Casi inconscientemente se dio cuenta de que él arrastraba ligeramente una pierna, y cuando él se inclinó para besar las mejillas de la escritora, Isobel vio la cicatriz que iba en diagonal desde la ceja derecha hasta la boca y tuvo que contener una exclamación.

–Hola, querida –dijo el recién llegado con la misma voz grave e inquietante que Isobel recordaba–. Veo que ha llegado nuestra invitada.

¿Nuestra invitada?

Isobel tragó saliva. ¿Qué querría que dijera ahora? ¿Querría que mencionara que se conocían? En otras circunstancias no lo hubiera dudado, pero aquélla era una situación muy especial, y potencialmente peligrosa. Por encima de todo tenía que pensar en Emma.

¿Sabría lo de su hija? ¿O era simplemente una terrible coincidencia, tan inesperada para él como lo era para ella?

–Sí, es la señora Jameson –oyó que decía Anita Silveira, que la estaba señalando con la mano–. Éste es mi yerno, señora Jameson, Alex Cabral. Cenará con nosotros.

Antes de que Isobel pudiera decir nada, Alejandro le tendió la mano a modo de saludo.

–Bienvenida a Brasil, señora Jameson –dijo él–. Es un placer conocerla.
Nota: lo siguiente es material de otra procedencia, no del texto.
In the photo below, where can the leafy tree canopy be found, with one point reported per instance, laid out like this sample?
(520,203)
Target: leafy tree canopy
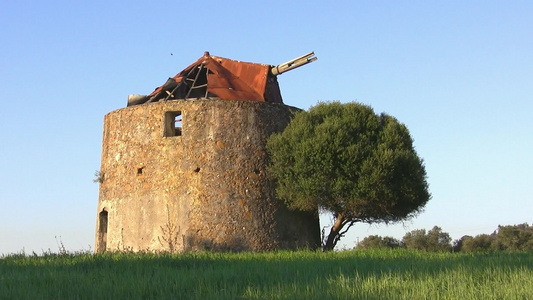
(345,159)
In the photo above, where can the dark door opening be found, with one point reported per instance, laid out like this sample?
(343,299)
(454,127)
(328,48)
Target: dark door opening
(102,231)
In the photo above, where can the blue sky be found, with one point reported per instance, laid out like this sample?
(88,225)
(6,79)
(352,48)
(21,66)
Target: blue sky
(459,74)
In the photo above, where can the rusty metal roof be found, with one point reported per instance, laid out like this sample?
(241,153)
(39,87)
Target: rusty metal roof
(222,78)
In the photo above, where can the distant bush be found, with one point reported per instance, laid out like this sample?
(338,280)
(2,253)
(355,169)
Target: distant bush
(433,240)
(505,238)
(516,237)
(376,241)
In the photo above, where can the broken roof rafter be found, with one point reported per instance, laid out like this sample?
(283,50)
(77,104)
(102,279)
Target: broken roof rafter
(222,78)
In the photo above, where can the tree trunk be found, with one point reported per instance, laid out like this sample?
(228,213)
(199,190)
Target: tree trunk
(333,233)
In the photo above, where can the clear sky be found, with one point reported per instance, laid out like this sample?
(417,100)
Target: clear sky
(459,74)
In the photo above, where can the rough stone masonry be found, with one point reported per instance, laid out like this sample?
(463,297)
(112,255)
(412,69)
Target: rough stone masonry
(191,175)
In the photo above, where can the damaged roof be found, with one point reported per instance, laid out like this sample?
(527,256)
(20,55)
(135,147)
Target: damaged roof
(222,78)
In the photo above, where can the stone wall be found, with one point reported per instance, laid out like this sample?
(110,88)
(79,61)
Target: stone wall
(204,186)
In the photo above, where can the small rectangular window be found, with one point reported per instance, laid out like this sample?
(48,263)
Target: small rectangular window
(172,123)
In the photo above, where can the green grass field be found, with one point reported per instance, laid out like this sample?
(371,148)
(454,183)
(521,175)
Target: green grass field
(368,274)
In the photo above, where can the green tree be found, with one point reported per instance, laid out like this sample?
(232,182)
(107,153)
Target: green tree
(347,160)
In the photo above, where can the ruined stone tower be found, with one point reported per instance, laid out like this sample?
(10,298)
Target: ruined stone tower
(184,168)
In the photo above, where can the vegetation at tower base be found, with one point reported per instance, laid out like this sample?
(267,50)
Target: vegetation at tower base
(347,160)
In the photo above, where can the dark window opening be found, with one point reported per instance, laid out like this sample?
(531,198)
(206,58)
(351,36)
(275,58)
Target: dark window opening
(173,123)
(102,231)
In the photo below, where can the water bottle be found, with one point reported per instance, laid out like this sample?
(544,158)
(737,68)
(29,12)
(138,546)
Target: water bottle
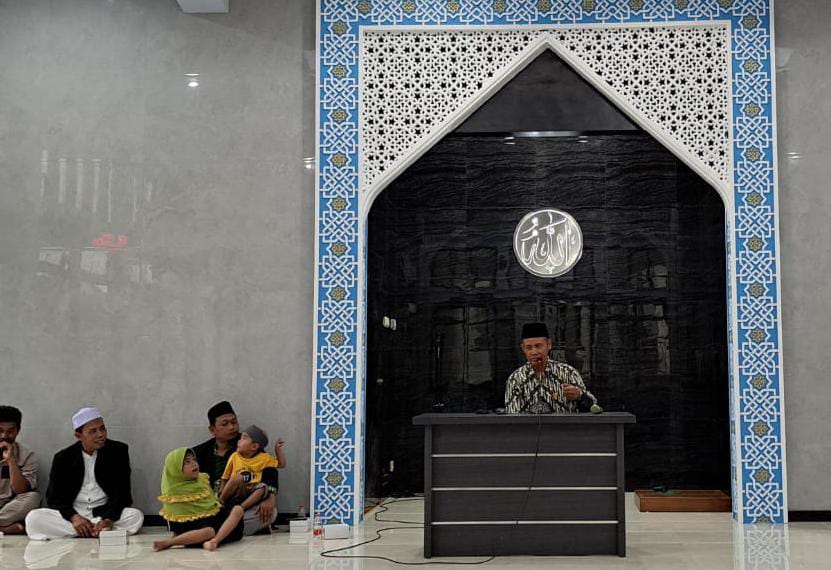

Así quedaba claro que él no tenía la menor intención de reconocer que la conocía. Isobel se humedeció los labios con la lengua, deseando mostrarse tan indiferente ante la situación como parecía estarlo él. A menos que no la recordara, claro. Quizá para él conocerla no había sido tan inolvidable. Probablemente se acostaba con muchas mujeres inglesas en sus visitas a Londres.
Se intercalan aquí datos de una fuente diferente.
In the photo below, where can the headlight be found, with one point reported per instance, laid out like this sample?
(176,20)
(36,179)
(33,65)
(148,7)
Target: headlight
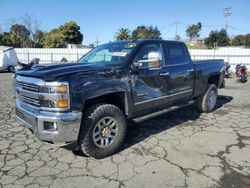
(63,88)
(55,96)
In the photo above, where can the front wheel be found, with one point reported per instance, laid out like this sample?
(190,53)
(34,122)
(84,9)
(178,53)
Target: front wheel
(207,102)
(11,69)
(243,78)
(103,130)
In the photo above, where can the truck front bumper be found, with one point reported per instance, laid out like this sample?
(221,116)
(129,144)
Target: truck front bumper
(57,128)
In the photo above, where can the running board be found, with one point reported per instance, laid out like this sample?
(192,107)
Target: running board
(172,108)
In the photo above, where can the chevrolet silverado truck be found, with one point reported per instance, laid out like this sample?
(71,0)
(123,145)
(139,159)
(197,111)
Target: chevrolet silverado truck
(89,102)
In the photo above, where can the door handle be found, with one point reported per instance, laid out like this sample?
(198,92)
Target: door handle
(164,73)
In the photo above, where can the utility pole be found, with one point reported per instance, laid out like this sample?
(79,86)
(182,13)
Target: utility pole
(97,41)
(227,13)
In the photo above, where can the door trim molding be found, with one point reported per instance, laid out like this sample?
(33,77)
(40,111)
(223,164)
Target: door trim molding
(163,97)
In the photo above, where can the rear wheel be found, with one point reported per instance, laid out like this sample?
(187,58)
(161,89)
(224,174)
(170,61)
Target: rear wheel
(102,131)
(243,78)
(207,102)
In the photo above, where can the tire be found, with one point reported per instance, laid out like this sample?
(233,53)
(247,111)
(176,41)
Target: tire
(11,69)
(243,78)
(206,102)
(97,141)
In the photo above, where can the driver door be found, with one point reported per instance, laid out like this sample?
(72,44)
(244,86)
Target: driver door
(148,81)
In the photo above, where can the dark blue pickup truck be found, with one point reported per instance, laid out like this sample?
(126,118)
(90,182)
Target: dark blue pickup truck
(89,102)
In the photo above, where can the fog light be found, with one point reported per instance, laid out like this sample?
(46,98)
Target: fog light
(63,104)
(50,126)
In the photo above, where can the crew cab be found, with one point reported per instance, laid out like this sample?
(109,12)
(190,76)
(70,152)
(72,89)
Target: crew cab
(90,101)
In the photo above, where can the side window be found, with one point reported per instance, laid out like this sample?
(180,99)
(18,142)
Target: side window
(103,55)
(175,53)
(148,51)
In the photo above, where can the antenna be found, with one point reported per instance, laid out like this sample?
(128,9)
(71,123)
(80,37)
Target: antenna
(227,13)
(97,41)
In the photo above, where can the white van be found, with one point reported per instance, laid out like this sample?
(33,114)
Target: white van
(8,59)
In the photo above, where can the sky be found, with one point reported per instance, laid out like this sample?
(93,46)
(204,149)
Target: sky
(102,18)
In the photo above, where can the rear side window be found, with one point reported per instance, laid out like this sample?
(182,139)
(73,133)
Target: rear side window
(175,53)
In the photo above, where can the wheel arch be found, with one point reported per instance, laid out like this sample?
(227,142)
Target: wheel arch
(119,99)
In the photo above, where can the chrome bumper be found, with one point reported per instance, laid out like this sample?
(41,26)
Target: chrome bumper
(68,124)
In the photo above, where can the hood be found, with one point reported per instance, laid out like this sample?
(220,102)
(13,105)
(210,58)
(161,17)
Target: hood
(50,72)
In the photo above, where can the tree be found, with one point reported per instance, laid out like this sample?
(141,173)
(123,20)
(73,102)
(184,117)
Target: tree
(20,36)
(193,31)
(238,40)
(67,33)
(241,40)
(143,32)
(54,39)
(247,40)
(5,39)
(38,38)
(123,34)
(71,32)
(220,38)
(31,23)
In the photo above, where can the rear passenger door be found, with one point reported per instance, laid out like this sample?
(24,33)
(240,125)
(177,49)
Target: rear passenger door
(180,71)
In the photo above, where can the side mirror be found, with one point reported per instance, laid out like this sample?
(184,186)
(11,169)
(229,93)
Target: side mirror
(154,62)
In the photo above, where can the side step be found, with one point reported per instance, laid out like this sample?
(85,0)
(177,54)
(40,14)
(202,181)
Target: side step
(169,109)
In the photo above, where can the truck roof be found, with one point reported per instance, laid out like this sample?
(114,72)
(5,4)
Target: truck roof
(148,40)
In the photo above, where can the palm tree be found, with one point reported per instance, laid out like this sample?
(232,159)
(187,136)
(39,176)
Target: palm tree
(123,34)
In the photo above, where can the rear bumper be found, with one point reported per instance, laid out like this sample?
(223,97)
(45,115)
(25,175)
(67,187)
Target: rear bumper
(67,125)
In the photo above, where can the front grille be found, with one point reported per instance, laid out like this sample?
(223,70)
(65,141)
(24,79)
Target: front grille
(27,86)
(22,87)
(30,101)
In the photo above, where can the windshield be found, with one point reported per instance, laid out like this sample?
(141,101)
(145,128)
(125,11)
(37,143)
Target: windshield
(112,53)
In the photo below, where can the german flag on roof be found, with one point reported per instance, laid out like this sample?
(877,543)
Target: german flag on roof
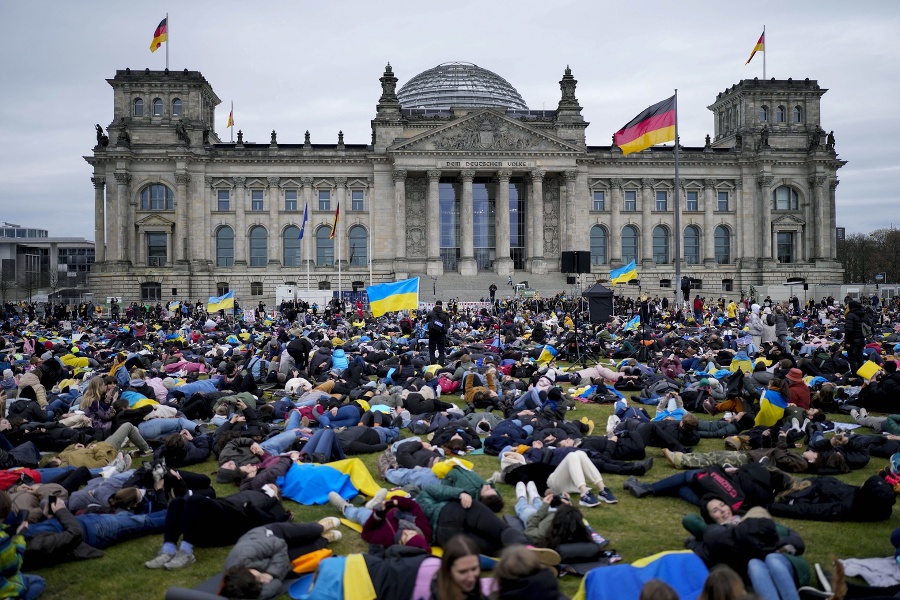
(653,126)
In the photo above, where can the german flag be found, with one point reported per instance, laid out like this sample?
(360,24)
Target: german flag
(653,126)
(159,36)
(759,47)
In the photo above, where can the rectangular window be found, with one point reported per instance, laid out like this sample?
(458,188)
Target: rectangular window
(324,199)
(256,200)
(785,242)
(156,249)
(356,200)
(693,201)
(723,202)
(290,200)
(224,200)
(662,200)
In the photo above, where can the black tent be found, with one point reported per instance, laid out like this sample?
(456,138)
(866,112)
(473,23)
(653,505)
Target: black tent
(600,303)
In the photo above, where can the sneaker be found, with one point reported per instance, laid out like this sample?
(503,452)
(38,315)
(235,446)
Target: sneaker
(377,499)
(180,560)
(329,523)
(521,491)
(333,535)
(589,499)
(336,501)
(606,495)
(532,492)
(160,561)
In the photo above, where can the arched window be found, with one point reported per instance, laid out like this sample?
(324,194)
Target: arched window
(660,245)
(259,242)
(157,197)
(692,245)
(359,246)
(598,245)
(324,247)
(723,245)
(780,114)
(225,247)
(290,243)
(785,198)
(629,243)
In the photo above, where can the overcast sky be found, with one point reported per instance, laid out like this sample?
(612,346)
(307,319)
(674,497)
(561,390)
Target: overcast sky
(293,66)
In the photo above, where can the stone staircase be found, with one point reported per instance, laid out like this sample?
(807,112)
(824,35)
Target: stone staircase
(473,289)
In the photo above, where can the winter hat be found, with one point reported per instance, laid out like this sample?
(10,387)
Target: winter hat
(795,374)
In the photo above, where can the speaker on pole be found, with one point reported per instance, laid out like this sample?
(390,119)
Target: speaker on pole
(583,261)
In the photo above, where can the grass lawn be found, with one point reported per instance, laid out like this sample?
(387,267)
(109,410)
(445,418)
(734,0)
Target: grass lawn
(634,527)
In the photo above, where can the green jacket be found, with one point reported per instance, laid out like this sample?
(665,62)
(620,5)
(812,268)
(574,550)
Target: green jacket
(433,499)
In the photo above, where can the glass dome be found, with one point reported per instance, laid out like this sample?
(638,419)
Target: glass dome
(459,84)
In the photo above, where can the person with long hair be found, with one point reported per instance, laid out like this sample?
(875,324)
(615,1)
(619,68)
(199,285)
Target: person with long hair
(722,583)
(460,572)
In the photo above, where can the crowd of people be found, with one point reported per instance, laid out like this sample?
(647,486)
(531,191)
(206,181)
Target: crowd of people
(103,415)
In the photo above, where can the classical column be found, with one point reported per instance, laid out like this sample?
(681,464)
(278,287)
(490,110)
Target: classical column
(99,219)
(536,218)
(179,243)
(764,202)
(569,238)
(467,264)
(616,206)
(647,201)
(240,228)
(504,264)
(273,197)
(122,217)
(709,226)
(399,177)
(820,217)
(309,234)
(433,223)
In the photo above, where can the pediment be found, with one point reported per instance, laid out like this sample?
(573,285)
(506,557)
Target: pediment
(485,131)
(154,221)
(788,220)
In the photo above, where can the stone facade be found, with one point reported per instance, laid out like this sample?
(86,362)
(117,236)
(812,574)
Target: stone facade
(180,213)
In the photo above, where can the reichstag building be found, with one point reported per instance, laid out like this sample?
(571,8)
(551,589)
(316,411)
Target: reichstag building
(460,176)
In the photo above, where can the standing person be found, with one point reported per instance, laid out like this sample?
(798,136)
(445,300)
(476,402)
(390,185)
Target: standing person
(438,325)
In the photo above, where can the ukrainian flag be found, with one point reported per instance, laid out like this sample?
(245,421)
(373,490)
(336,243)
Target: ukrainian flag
(623,274)
(217,303)
(388,297)
(633,323)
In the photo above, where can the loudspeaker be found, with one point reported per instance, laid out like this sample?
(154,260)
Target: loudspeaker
(569,264)
(600,309)
(583,261)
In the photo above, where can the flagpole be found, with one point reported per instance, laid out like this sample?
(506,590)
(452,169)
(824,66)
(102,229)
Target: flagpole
(677,213)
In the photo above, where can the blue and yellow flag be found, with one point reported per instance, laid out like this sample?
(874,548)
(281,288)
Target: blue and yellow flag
(633,323)
(623,274)
(387,297)
(217,303)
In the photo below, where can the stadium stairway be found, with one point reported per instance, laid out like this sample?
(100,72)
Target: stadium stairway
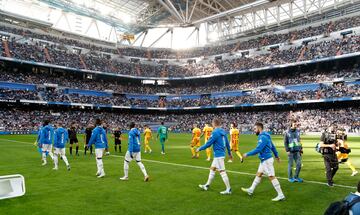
(69,97)
(82,61)
(47,55)
(6,48)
Y también estaba claro que había regresado a Brasil para casarse poco después. Apretó la copa de cristal. No, no había sido tan inolvidable. Pero era otro hecho que debía olvidar si quería concentrarse en el artículo que iba a escribir, se recordó con firmeza. Aunque sabía que la hija de Anita había muerto a los veinte o veintidós años, estaba bastante segura de que su tío no le había mencionado que hubiera estado casada.

A pesar de todo, Alejandro había cambiado. Parecía mucho más mayor de lo que ella recordaba, sin duda debido a la pérdida de su esposa.

Se le hizo un nudo en el estómago, pero lo ignoró. Lo que no pudo ignorar fue la sensación de que el carisma y el poder de Alejandro podrían volver a vencer su resistencia una vez más.

–¿Cómo está, señor? –dijo ella haciendo un esfuerzo, y mayor aún cuando los dedos fuertes y ligeramente encallecidos le tomaron la mano.

Lo que ya no pudo hacer fue evitar un retroceso instintivo al sentir la oleada de calor que le recorrió el brazo y la cara cuando la palma masculina le apretó breve e íntimamente la suya.

«Oh, no», pensó ella mirándole a los ojos y viendo el desprecio que torció los labios masculinos al ver su reacción. Sin duda Alejandro creyó que su aspecto la repelía. ¡Dios, cuánto se equivocaba!

Por lo visto Anita no quedó indiferente ante la tensión entre su yerno y su invitada.

–Su tío debió de decirle que mi hija Miranda murió hace poco más de un año –intervino la mujer mirándola primero a ella y después a su yerno. A continuación se colgó del brazo masculino–. Desde entonces, Alex y yo estamos muy unidos. ¿Verdad, querido? Juntos hemos superado su pérdida.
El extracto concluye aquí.